Donald Trump imite les terroristes du 13 novembre, la France est outrée

5 mai 2018

Quelle mouche a encore piqué Donald Trump? Venant faire l'apologie des armes devant la NRA, Trump s'est servi des attentats du 13 novembre à Paris pour illustrer son propos. Malaise total: il pense que si les Français étaient mieux armés, le carnage aurait pu être évité. La France est outrée et les gens expriment leur "dégoût". 

"Ils ont pris leur temps et les ont tués un par un. Boum, viens là; boum, viens là; boum, viens là", Donald Trump s'est essayé à une imitation douteuse des attentats du 13 novembre 2015 à Paris, lors de la convention annuelle de la NRA, le puissant lobby pro-armes à feu.

Six semaines après la fusillade de Parkland en Floride qui a fait 17 morts et quelques jours après la visite d'État d'Emmanuel Macron, Trump n'a pas trouvé mieux que les attentats du 13 novembre pour venir défendre la vente des armes aux États-Unis.

"Personne n'a d'arme à Paris et on se souvient tous des 130 personnes [tuées] et du nombre énorme de personnes horriblement, horriblement blessées", explique tranquillement le président. Ce qu'il sous-entend ne fait pas de doute devant une assistance de 70.000 personnes: "Mais si un employé, ou juste un client avait eu une arme, ou si l'un de vous dans l'assistance avait été là avec une arme pointée dans la direction opposée, les terroristes auraient fui ou se seraient fait tirer dessus, et ça aurait été une toute autre histoire."

"Va te faire fout**"

Les familles des victimes sont sous le choc. De nombreux internautes français ont tout simple suggéré à Donald Trump "d'aller se faire fout**".

Philippe Duperron, le président de l'association Treize novembre, fraternité et vérité, a aussi exprimé sa colère. "Notre réaction, c'est d'abord du dégoût face à des clowneries inacceptables", a-t-il déclaré à l'Huffington Post.

"C'est d'autant plus choquant que cela intervient quelques jours seulement après la visite d'Etat du président de la République à Washington où ce dernier a été reçu en 'ami'. C'est pourquoi nous allons demander une réaction officielle de la part de la diplomatie française condamnant sereinement et fermement ces propos", a affirmé l'homme qui a perdu son propre fils, Thomas, durant l'attaque au Bataclan.

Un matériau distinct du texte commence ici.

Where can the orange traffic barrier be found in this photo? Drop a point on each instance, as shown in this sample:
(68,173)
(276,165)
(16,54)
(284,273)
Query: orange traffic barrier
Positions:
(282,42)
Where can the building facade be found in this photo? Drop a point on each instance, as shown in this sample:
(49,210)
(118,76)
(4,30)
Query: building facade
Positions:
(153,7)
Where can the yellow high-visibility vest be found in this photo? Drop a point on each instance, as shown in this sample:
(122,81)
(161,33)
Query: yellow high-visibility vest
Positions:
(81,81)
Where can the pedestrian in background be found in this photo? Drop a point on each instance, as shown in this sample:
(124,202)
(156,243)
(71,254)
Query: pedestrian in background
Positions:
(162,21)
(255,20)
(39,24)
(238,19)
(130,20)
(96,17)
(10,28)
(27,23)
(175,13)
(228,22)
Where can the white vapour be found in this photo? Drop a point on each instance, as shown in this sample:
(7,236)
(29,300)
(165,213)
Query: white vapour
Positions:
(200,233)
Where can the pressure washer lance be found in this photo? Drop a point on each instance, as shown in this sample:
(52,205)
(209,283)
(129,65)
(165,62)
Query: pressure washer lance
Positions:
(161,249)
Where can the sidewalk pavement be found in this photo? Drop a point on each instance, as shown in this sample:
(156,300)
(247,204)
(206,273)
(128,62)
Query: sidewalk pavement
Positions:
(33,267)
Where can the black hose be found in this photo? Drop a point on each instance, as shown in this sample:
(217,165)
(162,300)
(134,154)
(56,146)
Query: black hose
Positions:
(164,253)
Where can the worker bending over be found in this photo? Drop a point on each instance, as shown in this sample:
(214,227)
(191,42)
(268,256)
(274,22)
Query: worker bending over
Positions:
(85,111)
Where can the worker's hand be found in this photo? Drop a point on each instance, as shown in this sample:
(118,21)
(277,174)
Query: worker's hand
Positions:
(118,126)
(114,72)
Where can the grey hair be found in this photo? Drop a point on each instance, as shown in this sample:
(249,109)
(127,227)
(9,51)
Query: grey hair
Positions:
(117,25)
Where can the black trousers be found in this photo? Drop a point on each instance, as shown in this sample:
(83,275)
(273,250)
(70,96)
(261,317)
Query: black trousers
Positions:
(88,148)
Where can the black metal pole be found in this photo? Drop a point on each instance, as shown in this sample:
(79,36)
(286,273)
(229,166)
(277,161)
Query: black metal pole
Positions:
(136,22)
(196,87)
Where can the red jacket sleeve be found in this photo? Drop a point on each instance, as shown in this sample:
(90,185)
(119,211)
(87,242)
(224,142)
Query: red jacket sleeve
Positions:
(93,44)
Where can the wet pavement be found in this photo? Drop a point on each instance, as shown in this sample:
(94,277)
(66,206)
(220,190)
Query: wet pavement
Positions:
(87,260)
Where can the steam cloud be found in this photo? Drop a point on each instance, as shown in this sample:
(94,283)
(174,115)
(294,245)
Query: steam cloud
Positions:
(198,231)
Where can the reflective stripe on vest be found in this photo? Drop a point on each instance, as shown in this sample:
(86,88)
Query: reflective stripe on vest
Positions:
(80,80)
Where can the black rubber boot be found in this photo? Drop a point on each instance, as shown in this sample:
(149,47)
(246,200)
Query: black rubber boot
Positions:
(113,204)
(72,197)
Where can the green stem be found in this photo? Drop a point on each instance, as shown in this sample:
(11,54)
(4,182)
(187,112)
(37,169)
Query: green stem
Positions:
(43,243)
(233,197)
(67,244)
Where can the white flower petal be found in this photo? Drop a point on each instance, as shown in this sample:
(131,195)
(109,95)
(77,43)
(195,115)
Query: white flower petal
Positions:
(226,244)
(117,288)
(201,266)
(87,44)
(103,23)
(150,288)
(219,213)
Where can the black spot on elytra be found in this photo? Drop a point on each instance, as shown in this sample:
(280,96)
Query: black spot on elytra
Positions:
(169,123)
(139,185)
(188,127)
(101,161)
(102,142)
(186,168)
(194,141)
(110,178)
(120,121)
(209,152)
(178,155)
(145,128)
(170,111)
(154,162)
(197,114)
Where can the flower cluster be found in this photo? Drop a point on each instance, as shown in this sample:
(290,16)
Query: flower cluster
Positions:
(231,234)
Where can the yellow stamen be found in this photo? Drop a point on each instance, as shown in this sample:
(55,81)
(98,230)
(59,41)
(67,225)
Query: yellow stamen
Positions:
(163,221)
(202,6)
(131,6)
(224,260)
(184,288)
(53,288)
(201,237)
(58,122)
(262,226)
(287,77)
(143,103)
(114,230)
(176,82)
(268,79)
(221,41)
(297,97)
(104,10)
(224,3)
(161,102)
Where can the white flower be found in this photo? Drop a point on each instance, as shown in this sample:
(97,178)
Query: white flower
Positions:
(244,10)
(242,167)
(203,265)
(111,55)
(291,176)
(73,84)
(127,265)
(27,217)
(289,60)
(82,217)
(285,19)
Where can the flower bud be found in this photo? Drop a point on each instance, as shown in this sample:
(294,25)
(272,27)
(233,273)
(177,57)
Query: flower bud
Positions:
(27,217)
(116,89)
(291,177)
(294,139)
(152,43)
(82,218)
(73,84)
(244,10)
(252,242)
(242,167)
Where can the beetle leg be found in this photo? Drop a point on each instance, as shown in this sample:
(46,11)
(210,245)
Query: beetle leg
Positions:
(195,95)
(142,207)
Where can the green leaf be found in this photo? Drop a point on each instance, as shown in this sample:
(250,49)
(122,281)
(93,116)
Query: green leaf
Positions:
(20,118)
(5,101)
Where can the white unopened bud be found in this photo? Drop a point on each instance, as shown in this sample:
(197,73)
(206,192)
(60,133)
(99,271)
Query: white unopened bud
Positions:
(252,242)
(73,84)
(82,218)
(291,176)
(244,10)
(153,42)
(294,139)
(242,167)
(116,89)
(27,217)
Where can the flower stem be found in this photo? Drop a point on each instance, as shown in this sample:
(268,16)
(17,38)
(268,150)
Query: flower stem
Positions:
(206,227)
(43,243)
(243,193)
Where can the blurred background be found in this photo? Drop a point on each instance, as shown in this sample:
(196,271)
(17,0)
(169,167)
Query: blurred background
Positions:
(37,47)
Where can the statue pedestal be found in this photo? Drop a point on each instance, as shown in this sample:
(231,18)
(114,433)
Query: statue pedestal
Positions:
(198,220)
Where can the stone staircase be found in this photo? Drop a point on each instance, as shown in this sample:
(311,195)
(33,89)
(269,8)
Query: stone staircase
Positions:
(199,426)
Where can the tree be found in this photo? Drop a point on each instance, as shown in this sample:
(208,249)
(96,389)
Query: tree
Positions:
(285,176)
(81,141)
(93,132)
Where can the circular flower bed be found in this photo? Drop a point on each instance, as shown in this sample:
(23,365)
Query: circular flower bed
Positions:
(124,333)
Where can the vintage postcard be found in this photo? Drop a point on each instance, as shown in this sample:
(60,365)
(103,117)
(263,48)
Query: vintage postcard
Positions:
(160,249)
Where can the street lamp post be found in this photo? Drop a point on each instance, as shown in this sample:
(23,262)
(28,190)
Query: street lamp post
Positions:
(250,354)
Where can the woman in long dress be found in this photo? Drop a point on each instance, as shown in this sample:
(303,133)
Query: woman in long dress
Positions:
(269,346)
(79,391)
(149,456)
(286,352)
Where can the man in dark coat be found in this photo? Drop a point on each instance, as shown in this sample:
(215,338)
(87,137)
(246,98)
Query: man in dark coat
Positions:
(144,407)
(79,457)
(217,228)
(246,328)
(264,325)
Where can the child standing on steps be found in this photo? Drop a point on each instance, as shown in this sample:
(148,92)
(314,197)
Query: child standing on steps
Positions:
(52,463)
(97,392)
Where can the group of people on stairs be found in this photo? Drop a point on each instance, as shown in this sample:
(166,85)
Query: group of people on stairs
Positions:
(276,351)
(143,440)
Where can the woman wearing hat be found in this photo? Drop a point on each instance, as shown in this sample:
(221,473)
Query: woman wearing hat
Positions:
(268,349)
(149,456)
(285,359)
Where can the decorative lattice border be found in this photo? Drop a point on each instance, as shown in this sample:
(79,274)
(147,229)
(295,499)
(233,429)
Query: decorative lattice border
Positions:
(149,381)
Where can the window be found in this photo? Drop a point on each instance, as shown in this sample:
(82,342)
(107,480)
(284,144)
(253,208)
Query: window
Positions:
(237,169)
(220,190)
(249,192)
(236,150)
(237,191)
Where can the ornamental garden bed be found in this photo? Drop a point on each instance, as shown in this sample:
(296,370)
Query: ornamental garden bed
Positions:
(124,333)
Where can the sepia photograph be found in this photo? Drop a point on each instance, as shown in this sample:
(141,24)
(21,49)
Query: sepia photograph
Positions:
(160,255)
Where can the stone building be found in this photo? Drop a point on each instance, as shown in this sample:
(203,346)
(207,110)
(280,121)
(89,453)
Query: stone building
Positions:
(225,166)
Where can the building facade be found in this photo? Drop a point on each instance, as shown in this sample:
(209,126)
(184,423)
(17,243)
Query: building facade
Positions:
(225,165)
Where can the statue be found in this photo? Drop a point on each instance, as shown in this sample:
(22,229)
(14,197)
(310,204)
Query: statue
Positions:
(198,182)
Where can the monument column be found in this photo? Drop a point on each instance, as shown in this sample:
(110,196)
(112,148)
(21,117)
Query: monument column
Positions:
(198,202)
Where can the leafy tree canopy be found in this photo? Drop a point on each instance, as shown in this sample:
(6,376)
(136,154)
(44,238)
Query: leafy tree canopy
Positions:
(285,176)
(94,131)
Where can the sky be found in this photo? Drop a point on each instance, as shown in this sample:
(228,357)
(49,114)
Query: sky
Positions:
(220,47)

La France a fait part de sa "ferme désapprobation" peu de temps après le speech de Donald Trump. "La France exprime sa ferme désapprobation des propos du président Trump au sujet des attentats du 13 novembre 2015 à Paris et demande le respect de la mémoire des victimes", a déclaré la porte-parole du ministère français des Affaires étrangères, Agnès von der Mühll, dans un communiqué relayé ensuite dans Le Monde.

Propos honteux

L'ancien président français, François Hollande, a quant à lui répondu sur Twitter. "Les propos honteux et les simagrées obscènes de Donald Trump en disent long sur ce qu'il pense de la France et de ses valeurs. L'amitié entre nos deux peuples ne sera pas entachée par l'irrespect et l'outrance. Toutes mes pensées vont aux victimes du 13 novembre", a-t-il écrit.

Et même son de cloche du côté du Premier ministre de l'époque, Manuel Valls. Il a également réagi sur Twitter. "Indécent et incompétent. Que dire de plus?", a-t-il écrit, en partageant un article de l'AFP sur le sujet.

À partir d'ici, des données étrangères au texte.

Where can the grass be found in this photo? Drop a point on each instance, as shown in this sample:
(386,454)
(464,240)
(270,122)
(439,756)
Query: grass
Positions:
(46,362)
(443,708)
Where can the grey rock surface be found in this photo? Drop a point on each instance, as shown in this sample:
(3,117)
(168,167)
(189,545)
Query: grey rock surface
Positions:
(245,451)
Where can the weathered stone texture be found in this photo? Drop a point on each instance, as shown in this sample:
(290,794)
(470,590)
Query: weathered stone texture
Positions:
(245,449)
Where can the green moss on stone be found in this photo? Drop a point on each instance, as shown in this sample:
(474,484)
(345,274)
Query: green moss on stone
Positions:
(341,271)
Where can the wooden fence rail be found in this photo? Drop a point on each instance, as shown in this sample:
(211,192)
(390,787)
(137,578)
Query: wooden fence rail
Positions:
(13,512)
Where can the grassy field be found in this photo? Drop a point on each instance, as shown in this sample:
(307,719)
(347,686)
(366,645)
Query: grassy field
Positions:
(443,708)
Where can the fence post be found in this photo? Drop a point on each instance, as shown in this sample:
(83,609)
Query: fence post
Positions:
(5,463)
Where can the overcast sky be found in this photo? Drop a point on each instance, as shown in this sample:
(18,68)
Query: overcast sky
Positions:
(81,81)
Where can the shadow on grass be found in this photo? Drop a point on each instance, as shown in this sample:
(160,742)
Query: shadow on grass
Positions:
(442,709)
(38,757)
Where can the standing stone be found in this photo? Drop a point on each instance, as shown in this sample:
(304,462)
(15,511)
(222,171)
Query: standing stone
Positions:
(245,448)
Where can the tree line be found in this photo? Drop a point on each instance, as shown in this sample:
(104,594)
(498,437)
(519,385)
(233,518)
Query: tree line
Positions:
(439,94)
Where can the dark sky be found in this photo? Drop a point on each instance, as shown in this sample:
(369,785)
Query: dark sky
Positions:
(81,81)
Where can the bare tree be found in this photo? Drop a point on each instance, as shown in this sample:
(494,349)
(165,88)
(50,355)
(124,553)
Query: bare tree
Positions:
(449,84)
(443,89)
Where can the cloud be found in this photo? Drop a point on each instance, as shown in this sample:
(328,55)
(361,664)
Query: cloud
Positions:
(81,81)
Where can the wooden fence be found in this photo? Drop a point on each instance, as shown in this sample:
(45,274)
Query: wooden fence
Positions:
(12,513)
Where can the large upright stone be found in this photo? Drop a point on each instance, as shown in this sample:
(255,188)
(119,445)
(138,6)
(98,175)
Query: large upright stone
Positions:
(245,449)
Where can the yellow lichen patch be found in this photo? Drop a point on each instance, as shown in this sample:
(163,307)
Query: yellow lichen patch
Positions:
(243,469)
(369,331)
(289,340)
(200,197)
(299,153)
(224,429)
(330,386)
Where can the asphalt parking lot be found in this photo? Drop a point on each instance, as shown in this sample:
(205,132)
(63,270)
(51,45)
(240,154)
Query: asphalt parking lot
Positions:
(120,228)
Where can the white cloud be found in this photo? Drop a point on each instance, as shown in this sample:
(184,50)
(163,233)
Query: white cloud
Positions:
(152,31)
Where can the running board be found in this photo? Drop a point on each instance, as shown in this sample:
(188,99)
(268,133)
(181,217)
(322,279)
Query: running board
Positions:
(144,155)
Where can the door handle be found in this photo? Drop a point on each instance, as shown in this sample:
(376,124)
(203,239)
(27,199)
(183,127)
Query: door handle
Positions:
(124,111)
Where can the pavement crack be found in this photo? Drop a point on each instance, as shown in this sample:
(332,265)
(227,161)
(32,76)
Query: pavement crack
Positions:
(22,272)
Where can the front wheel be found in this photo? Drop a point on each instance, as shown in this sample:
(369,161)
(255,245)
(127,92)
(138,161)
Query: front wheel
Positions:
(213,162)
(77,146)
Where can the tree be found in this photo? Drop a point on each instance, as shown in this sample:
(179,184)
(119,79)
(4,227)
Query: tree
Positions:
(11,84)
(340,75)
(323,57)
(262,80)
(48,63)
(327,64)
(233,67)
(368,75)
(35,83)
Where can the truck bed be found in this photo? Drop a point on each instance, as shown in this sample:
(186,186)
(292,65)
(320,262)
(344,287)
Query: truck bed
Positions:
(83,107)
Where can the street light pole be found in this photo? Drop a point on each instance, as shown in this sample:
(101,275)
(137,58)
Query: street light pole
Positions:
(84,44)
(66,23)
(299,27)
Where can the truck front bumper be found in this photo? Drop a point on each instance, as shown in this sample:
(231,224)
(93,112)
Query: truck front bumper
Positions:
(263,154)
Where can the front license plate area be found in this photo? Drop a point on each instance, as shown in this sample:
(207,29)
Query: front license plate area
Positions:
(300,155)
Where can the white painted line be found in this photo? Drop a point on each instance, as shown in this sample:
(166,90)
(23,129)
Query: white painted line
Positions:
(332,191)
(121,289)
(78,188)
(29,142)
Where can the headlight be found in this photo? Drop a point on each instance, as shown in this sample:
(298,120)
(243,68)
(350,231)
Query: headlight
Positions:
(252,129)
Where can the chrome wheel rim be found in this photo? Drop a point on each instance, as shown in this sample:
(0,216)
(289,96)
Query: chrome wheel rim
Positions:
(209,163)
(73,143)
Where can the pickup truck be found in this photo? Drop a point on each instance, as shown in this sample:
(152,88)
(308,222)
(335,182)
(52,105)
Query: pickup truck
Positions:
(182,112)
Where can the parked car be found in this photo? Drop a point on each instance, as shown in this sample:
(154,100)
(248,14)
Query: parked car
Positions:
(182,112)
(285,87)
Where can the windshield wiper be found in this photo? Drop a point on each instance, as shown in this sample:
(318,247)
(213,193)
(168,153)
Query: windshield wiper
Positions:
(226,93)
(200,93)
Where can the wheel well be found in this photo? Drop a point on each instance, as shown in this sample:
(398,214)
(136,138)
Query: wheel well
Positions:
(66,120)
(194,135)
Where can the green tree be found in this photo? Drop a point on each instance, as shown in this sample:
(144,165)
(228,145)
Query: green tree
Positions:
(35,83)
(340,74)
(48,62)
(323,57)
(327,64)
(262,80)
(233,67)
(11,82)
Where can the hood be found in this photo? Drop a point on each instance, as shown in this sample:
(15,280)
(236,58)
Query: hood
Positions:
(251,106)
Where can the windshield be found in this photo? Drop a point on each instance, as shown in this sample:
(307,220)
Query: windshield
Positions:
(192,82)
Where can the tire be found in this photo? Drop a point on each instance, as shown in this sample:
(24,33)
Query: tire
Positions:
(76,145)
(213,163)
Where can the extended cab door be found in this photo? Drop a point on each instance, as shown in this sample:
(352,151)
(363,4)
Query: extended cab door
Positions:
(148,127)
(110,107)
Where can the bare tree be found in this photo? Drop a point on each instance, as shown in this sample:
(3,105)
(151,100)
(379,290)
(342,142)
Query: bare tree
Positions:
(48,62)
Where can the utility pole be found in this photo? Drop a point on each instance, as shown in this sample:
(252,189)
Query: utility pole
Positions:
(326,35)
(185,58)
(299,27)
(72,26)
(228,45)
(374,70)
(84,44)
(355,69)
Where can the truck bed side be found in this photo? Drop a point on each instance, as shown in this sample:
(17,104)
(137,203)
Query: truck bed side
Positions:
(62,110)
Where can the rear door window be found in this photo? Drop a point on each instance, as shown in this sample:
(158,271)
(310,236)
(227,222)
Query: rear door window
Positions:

La Maire de Paris, Anne Hidalgo, a quant à elle déclaré sur Twitter que la mise en scène des attentats de 2015 par le président Trump était "méprisante et indigne".

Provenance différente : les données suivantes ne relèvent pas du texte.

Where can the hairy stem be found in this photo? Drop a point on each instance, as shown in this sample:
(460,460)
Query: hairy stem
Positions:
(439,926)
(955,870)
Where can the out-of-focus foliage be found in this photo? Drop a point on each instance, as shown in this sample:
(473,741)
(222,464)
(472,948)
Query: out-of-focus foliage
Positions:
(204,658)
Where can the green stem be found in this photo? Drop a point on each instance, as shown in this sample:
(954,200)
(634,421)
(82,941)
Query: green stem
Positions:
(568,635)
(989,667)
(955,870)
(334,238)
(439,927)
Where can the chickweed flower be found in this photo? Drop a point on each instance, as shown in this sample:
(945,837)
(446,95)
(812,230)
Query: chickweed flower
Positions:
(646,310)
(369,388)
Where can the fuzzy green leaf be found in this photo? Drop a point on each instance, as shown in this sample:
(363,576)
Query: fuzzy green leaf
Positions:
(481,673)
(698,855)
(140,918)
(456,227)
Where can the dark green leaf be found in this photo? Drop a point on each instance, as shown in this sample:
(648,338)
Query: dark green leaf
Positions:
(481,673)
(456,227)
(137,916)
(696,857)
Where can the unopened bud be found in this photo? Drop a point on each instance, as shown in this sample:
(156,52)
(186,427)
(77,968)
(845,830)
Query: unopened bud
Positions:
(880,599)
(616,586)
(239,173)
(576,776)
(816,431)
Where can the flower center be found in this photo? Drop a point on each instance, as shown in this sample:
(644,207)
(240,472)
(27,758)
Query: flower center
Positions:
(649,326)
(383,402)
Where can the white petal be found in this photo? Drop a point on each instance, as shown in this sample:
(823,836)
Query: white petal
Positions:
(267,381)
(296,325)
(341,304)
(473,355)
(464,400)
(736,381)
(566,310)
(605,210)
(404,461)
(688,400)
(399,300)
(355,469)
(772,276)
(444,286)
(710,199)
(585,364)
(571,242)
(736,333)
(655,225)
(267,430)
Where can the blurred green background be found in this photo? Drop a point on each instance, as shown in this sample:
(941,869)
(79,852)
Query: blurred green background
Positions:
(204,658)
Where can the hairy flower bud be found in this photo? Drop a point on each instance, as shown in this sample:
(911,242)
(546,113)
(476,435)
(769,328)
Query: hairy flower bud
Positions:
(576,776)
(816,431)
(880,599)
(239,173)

Une source à l'Élysée a indiqué ce matin à l'Huffington Post que la présidence "n'entendait pas réagir dans l'immédiat au sketch de Donald Trump". Philippe Duperron a aussi exprimé son refus d'agir dans la précipitation. "Trump ne communique que sur Twitter. Ne rentrons pas dans ce jeu-là. Il faut un communiqué officiel calme et posé, et pas dans l'urgence des réseaux sociaux", a-t-il dit.

Si les attentats de Paris ont fait 130 morts et 413 blessés, 30.000 personnes meurent chaque année aux États-Unis par arme à feu.